Attempting to use OCR to allow Sorting pages Using Windows Searching Contents, OCR Number Accuracy... Recommendations?

Post by NoteApplicabble » Tue Oct 12, 2021 8:18 pm

I am trying to digitally sort Ballot images by Precinct from locations that had voters from multiple precincts voting at a single location. (Early voting, Absentee Ballots, where they were all mixed up. Election ballot images were not saved during the election. And in re-scanning pages, there is no presorting happening.

I'm hoping someone might have a recommendation on how to tighten up the accuracy.

Steps I'm attempting to use PDF-Tools to facilitate this process:
  1. Split 100-400 page batches of ballot scans into individual pages, place them into a single folder,
  2. Add OCR to individual pages after having been split,
  3. After OCR has been applied I want to be able with 100% accuracy to search the contents of PDF documents within Windows 10 for a precinct number & ballot variation.
    (Example is searching: "1615-A" 1615 is the precinct number in the top right corner of the ballot and A is the variation of the ballot items for different voters within that one precinct.)

    By doing this I want to find every ballot page image for that precinct to be able to move it into an individual Windows folder with contents limited to only that precinct.
I am having about 1% of the ballots being missed because the OCR process is misreading, etc. the Precinct number and Ballot Variation or other applications can't seem to search the document at all.

Some Ballot variation are being interpreted like the following.
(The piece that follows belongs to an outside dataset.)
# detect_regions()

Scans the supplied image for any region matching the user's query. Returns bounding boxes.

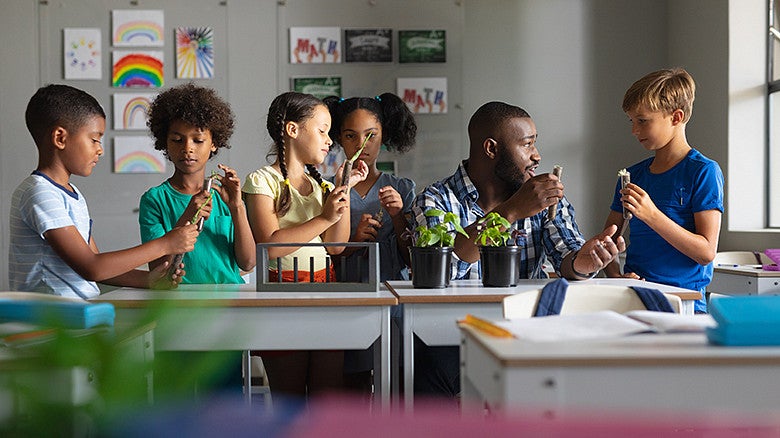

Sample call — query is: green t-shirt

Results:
[138,181,244,284]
Instead of: "2117-A" it is creates as: "2 117 -A"; & "1 4 1 9 -A" instead of "1419-A"

Some documents are searchable in PDF-XChange Editor but not in Adobe Acrobat Reader DC. I wonder if the same trouble Adobe is having trouble searching the document is the same reason Windows 10 can't find the contents of the document either.
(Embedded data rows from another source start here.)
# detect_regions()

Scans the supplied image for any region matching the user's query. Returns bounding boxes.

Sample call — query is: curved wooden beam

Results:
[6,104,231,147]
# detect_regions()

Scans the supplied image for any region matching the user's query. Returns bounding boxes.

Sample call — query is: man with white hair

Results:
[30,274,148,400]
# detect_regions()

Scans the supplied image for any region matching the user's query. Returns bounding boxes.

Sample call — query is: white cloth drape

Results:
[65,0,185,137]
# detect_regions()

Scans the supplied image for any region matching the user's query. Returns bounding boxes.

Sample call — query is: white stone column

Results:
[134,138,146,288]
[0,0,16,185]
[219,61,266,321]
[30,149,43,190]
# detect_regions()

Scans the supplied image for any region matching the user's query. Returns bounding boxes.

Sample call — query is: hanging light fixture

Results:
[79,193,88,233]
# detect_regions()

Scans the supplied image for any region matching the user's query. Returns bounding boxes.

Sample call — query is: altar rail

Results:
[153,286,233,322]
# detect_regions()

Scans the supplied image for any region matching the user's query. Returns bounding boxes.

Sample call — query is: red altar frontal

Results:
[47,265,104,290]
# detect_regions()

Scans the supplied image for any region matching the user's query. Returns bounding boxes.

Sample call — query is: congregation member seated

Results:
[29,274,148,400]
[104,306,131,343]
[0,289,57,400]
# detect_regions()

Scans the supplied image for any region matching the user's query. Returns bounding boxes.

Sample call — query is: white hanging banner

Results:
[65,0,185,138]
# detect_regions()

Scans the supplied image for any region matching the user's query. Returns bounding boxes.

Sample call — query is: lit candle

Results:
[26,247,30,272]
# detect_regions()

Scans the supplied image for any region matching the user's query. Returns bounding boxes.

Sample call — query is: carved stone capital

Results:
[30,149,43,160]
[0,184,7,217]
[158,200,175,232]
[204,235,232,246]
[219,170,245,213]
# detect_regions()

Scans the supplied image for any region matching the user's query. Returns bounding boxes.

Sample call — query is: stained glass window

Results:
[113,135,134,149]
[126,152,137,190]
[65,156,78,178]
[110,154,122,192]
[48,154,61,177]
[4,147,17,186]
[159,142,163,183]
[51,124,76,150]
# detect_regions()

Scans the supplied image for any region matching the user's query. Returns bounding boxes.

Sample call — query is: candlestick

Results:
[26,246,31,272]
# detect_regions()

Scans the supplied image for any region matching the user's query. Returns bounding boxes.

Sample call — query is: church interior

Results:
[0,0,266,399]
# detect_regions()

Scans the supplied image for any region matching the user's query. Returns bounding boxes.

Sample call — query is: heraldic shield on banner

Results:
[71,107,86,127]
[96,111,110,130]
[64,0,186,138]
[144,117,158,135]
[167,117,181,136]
I'm currently testing with 564 pages and I'm getting about 4 ballots each time that don't get identified out of these three large batches I'm testing with.
(Not a big deal? It is if I am trying to get the kinks worked out in preparation to handle +/-200,000 ballots, approx 4 pages each.)
COVID STE BATCH 2_203_(OCR).pdf
(165.67 KiB) Downloaded 7 times
EOCR - Selected Options.png
COVID STE BATCH 1_151_(OCR).pdf
(87.13 KiB) Downloaded 4 times
PDF-Tools (Tool Info Arrangement).png

User avatar
TrackerSupp-Daniel
Site Admin
Posts: 4989
Joined: Wed Jan 03, 2018 6:52 pm

Re: Attempting to use OCR to allow Sorting pages Using Windows Searching Contents, OCR Number Accuracy... Recommendation

Post by TrackerSupp-Daniel » Tue Oct 12, 2021 9:57 pm

Hello, NoteApplicabble

First, I should note that the quality of these scans is quite sub-par, and so any OCR engine will struggle to scan all the contents properly, though the titles should be coming out just fine. If at all possible, you should try to get these re-scanned at a higher quality, as that will be the most easily noticeable improvement to the OCR output.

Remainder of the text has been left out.